Les rendements obligataires continuent de grimper alors que les marchés anticipent des problèmes, Bitcoin et l'or brillent

Le marché des bons du Trésor signale une anxiété fiscale croissante
Le rendement des bons du Trésor américain à 30 ans a grimpé à 5,18% jeudi—son point le plus élevé depuis 2023—avant de diminuer légèrement plus tard dans la session. Le rendement de référence à 10 ans a également augmenté, atteignant 4,593%. Ces mouvements ont des implications significatives pour les coûts d’emprunt dans toute l’économie, d’autant plus qu’ils surviennent dans la foulée d’une enchère faible de bons à 20 ans et des préoccupations croissantes concernant la santé fiscale des États-Unis.

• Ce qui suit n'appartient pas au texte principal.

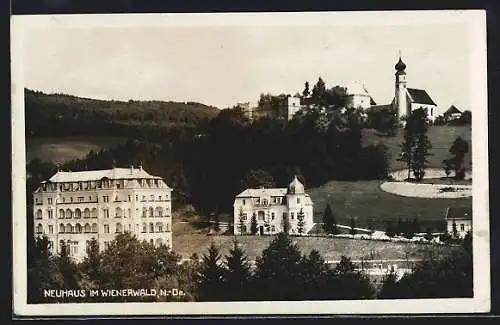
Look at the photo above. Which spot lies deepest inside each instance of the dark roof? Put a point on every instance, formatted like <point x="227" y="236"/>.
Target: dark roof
<point x="420" y="96"/>
<point x="452" y="110"/>
<point x="459" y="213"/>
<point x="381" y="107"/>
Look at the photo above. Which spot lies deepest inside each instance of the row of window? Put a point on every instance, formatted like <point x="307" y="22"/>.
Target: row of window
<point x="94" y="228"/>
<point x="105" y="199"/>
<point x="92" y="185"/>
<point x="72" y="246"/>
<point x="87" y="213"/>
<point x="274" y="200"/>
<point x="261" y="215"/>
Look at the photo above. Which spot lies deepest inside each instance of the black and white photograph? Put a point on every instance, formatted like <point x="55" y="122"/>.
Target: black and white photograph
<point x="250" y="163"/>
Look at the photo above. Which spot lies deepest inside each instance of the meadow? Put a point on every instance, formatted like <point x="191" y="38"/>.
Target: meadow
<point x="60" y="150"/>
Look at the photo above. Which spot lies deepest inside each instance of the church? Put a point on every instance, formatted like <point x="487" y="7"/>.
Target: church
<point x="407" y="99"/>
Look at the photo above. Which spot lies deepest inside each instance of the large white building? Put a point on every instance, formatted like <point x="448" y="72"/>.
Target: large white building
<point x="74" y="207"/>
<point x="273" y="208"/>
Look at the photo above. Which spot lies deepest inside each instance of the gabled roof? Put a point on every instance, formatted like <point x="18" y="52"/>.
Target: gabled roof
<point x="452" y="110"/>
<point x="94" y="175"/>
<point x="420" y="96"/>
<point x="459" y="213"/>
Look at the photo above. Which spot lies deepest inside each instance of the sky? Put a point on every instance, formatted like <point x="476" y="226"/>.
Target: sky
<point x="226" y="64"/>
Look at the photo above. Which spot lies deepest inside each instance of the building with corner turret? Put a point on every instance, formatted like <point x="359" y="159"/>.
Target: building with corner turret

L’enchère du 21 mai de 16 milliards de dollars de bons à 20 ans a rencontré une demande tiède, produisant un rendement élevé de 5,047%—au-dessus des attentes avant l’enchère. Le ratio de couverture a chuté à 2,46, le plus bas depuis février, signalant un appétit des investisseurs plus faible. Le résultat a déclenché une réaction sur le marché : les rendements des bons à 20 ans ont grimpé à 5,127%, les actions ont chuté et le Dow Jones Industrial Average a chuté de près de 800 points mercredi. Le Dow et trois autres grands indices américains sont restés stables jeudi.
Le sentiment des investisseurs a été ébranlé par des niveaux d’endettement américain croissants, un débat en cours sur un nouveau paquet fiscal et budgétaire, et des récentes dégradations de crédit par Moody’s, Fitch et Standard & Poor’s. Ces préoccupations semblent peser lourdement sur la confiance dans la stabilité fiscale à long terme des États-Unis, certains traders exigeant des rendements plus élevés pour détenir la dette gouvernementale.
Les marchés de prévision signalent également une anxiété croissante. Selon Polymarket, les traders placent désormais une probabilité de 40% sur une récession américaine en 2025—une augmentation de 21 points de pourcentage ces dernières semaines. Ce chiffre reflète la crainte croissante que des coûts d’emprunt plus élevés, l’inflation liée aux tarifs et les risques de dépenses gouvernementales pourraient déclencher une contraction économique.
Malgré ces signaux, les spéculateurs de Polymarket s’attendent à ce que la Réserve fédérale maintienne les taux inchangés en juin. Les probabilités de Polymarket montrent une chance de 92% que la Fed reste stable, avec seulement une chance de 7% d’une réduction de 25 points de base et moins de 1% de chances d’une réduction plus importante ou d’une hausse de taux.

Les rapports ont noté, cependant, que les investisseurs étrangers ont montré une participation solide à la dernière vente de bons, représentant 69% des offres indirectes. Mais la moindre liquidité et le statut de référence des bons à 20 ans par rapport aux échéances de 10 ou 30 ans peuvent avoir contribué à la demande globale plus faible.

Alors que les coûts d’emprunt augmentent et que les pressions fiscales s’accentuent, tant les marchés que les outils de prévision suggèrent que la base économique pourrait être moins stable qu’il n’y paraît. Pendant ce temps, bitcoin et l’or ont tenu le coup après l’enchère morne des bons à 20 ans—l’or brillant dans son rôle habituel de valeur refuge, tandis que le bitcoin s’est avéré plus résistant que les actions, même si son parcours était un peu plus cahoteux.
La hausse record de l’or et la capacité du bitcoin à éviter des chutes importantes au milieu du chaos du marché laissent entendre que ces deux actifs gèrent les inquiétudes économiques avec un calme surprenant, bien qu’ils présentent des niveaux de risque distinctement différents.